Страница 73 из 82
В начале лета я сделался героем маленького приключения, которое изрядно позабавило весь город. У Монти я познакомился с неким графом Страсольдо, красивым юношей, другом наслаждений и расточительства, но почти нищим и обременённым долгами до такой степени, что он передвигался по улицам Триеста только верхом на лошади, дабы с большей поспешностью спасаться от своих заимодавцев. В остальном это был весьма любезный и остроумный человек, понимавший толк в искусстве наслаждения жизнью. Я не раз обедал у него вместе с консулом и бароном Питтони.
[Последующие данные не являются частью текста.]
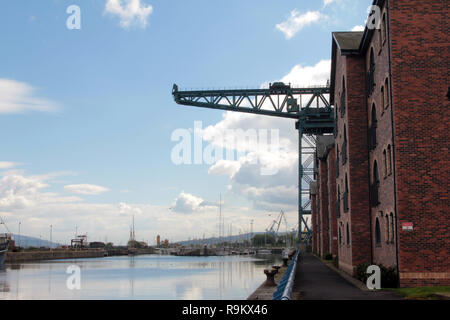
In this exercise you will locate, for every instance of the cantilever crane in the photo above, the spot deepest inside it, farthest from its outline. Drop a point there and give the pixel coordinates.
(271, 230)
(279, 100)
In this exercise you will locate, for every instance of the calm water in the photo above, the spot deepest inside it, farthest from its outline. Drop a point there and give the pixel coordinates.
(140, 277)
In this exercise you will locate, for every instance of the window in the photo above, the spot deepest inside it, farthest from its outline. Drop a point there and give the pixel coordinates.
(386, 92)
(338, 203)
(348, 235)
(377, 232)
(346, 195)
(344, 147)
(388, 229)
(336, 131)
(373, 128)
(374, 115)
(389, 160)
(337, 161)
(343, 97)
(374, 186)
(371, 74)
(392, 227)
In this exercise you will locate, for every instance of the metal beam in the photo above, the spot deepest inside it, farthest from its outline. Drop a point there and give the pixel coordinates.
(283, 101)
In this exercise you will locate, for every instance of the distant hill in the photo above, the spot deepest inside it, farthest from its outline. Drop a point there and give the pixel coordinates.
(26, 242)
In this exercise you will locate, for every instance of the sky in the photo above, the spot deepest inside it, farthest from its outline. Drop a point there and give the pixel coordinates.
(88, 121)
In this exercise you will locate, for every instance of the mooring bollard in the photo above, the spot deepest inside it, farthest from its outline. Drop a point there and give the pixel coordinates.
(270, 281)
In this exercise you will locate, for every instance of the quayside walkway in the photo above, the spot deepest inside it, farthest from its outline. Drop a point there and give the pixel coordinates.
(316, 281)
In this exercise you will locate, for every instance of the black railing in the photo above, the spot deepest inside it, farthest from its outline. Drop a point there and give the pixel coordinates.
(343, 103)
(345, 201)
(374, 201)
(373, 136)
(344, 152)
(370, 80)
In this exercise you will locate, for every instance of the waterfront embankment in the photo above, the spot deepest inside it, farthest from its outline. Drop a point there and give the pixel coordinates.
(28, 256)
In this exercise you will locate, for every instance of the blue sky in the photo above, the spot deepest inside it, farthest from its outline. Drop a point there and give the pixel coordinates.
(101, 112)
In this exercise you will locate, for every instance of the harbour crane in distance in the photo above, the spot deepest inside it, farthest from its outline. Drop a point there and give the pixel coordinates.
(278, 100)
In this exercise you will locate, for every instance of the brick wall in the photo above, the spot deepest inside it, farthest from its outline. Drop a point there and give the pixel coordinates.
(356, 167)
(332, 195)
(384, 248)
(323, 211)
(419, 38)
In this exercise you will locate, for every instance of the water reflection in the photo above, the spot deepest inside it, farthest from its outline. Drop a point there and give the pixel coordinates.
(138, 277)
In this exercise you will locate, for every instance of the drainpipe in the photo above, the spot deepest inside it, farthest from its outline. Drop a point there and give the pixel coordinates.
(393, 137)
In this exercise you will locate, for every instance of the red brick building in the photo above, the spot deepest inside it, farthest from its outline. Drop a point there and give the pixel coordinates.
(391, 188)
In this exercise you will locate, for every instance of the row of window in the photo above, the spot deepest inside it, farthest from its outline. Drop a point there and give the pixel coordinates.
(389, 234)
(384, 102)
(341, 235)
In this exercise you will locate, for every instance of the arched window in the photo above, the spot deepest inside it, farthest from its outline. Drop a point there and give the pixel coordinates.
(348, 235)
(338, 203)
(372, 60)
(344, 147)
(337, 161)
(343, 97)
(376, 177)
(371, 74)
(377, 232)
(389, 159)
(392, 228)
(373, 128)
(346, 195)
(388, 228)
(336, 131)
(374, 186)
(374, 115)
(340, 235)
(386, 92)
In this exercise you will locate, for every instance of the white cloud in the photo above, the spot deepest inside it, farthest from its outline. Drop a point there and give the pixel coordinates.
(18, 191)
(328, 2)
(86, 189)
(358, 28)
(266, 192)
(305, 76)
(130, 12)
(18, 97)
(298, 21)
(188, 203)
(7, 165)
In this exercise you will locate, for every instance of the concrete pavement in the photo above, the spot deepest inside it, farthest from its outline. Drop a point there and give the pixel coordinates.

Он держал для услужения молодую словенку из Каринтии, которая всех нас очаровала, однако же я опасался делать ей авансы, зная, что граф влюблён в неё и непомерно ревнив, а поэтому позволил себе в её присутствии только поздравить Страсольдо с обладанием подобным сокровищем. Состоявший с ним в родстве граф Ауэрсберг вызвал его в Вену и доставил ему место капитана в Польше. Страсольдо тайком продал всю обстановку и собирался уехать, не попрощавшись с заимодавцами. Мы не сомневались, что он увезёт свою прекрасную словенку. Вообразите моё удивление, когда, возвратившись вечером домой, увидел я её в своей комнате! Она подошла ко мне и без обиняков сказала:
— А я жду вас.
— Но как же граф?
— Он отправится без меня. Я не хочу ехать с ним в ту дурную страну. Лучше остаться в Триесте у честного господина. Вот я и пришла к вам. Не будьте столь жестоки и не гоните меня.
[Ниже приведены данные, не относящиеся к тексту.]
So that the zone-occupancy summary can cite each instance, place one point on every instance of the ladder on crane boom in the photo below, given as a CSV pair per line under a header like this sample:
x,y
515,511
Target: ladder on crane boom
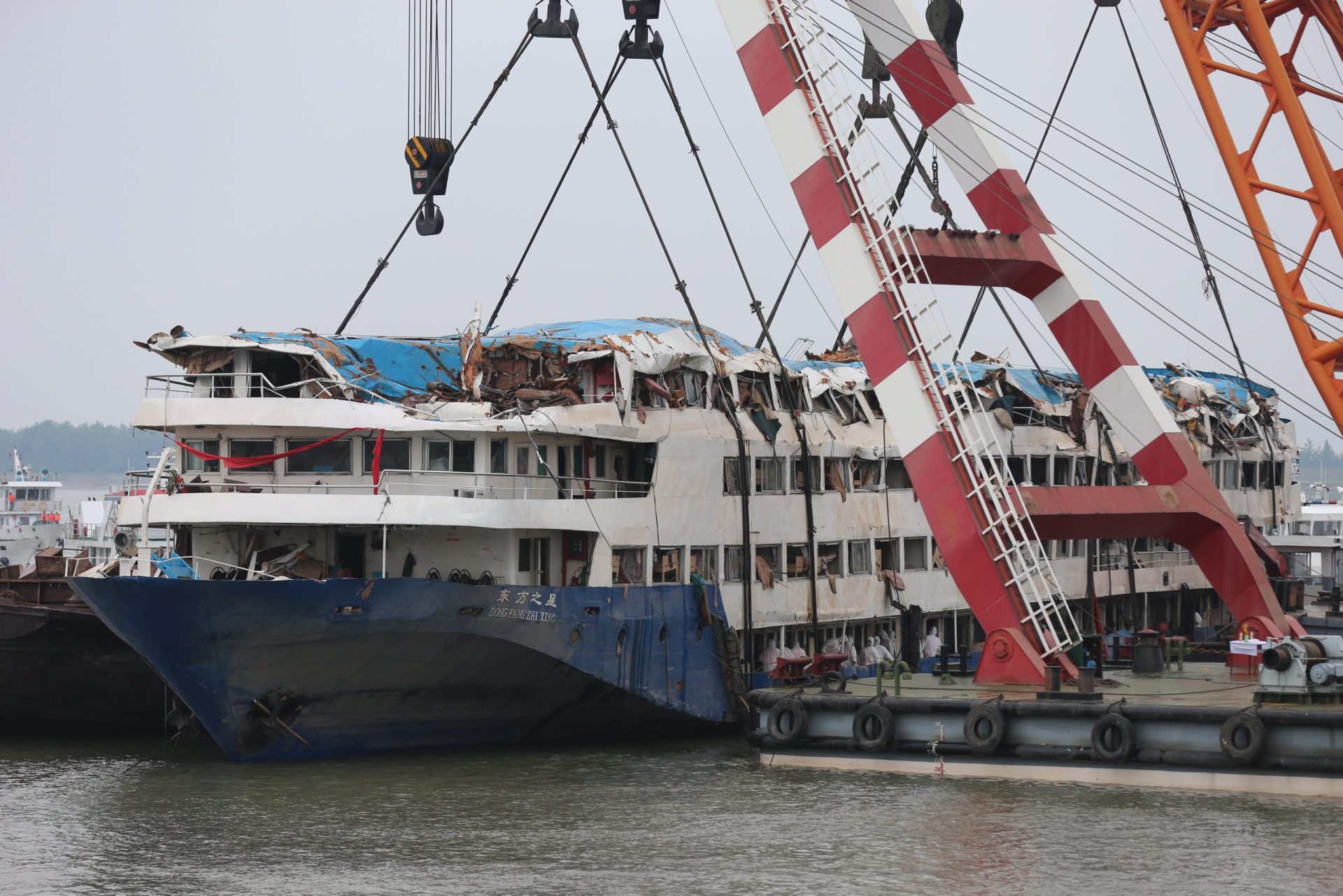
x,y
986,528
— Боже сохрани, моя милая! С твоей красотой тебя везде примут. У меня ты будешь в безопасности, и, клянусь, никто не войдёт в эту комнату, пока ты пожелаешь оставаться здесь. Мне весьма лестно быть твоим покровителем, но ежели правду говорят, что граф влюблён в тебя, он никогда не уедет один, а, скорее всего, задержится ещё на день и будет повсюду искать тебя.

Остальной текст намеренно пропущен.